Editorial | Better safe than sorry for Hong Kong’s SPAC investors
- City is a latecomer to special purpose acquisition companies, but this also means it has tougher measures in place to contain risk and shield market novices

Risk and profit potential should be commensurate. So-called blank-cheque companies, or special purpose acquisition companies (SPACs) that have been all the rage on Wall Street, offer high risk and high rewards. However, they may not be suitable for retail investors.
Hong Kong is a latecomer to the SPAC game, but this also means the city has much tougher measures in place to contain the risk and shield novice investors. Regulations now clearly stipulate a timeline for completion of mergers, sometimes called de-SPAC transactions; an outright ban on retail investors from dabbling in SPAC stocks; and rules on the qualification of SPAC sponsors.

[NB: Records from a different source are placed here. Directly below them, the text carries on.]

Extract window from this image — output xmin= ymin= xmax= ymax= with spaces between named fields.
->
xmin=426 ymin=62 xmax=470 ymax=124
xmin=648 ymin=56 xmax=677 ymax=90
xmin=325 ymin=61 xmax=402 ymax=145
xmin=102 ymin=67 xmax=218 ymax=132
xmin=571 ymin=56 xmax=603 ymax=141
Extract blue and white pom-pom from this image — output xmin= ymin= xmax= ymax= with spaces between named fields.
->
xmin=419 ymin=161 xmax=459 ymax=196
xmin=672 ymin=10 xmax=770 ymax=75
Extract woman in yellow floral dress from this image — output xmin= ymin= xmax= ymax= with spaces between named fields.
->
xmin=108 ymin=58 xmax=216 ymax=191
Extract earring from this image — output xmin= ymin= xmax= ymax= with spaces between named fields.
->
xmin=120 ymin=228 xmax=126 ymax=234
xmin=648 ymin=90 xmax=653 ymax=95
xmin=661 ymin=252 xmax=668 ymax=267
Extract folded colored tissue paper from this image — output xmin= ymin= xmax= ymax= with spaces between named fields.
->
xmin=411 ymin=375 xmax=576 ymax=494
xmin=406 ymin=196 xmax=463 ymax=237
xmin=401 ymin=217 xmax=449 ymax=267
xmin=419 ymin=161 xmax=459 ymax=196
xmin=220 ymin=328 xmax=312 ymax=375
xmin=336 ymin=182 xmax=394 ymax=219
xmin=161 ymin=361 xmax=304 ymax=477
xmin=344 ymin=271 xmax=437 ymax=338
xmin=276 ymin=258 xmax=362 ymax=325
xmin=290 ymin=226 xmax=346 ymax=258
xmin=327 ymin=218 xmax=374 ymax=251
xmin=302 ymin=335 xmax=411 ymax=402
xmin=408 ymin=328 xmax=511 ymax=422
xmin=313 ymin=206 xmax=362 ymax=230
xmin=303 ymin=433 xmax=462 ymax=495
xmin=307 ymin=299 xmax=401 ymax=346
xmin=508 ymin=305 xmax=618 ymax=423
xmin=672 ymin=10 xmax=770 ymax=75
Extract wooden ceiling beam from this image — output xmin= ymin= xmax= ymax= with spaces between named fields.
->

In January, the Hong Kong stock exchange started accepting SPAC IPO applications. Its first SPAC, Aquila Acquisition Corp, backed by China Merchants Bank, debuted in March and raised US$128 million.
Ten more IPO applications from SPACs are in the pipeline. Belatedly, securities regulators in the United States only now propose sweeping reforms to strip SPACs of legal safeguards that have enabled sponsors to present rosy forecasts to potential investors.
Some critics, though, have argued Hong Kong has missed the boat, because of the lengthy period of public consultation before the regulatory measures, including opening SPACs to investors’ lawsuits if they gild the lilies too much or cheat outright. But it’s a case of better safe than sorry.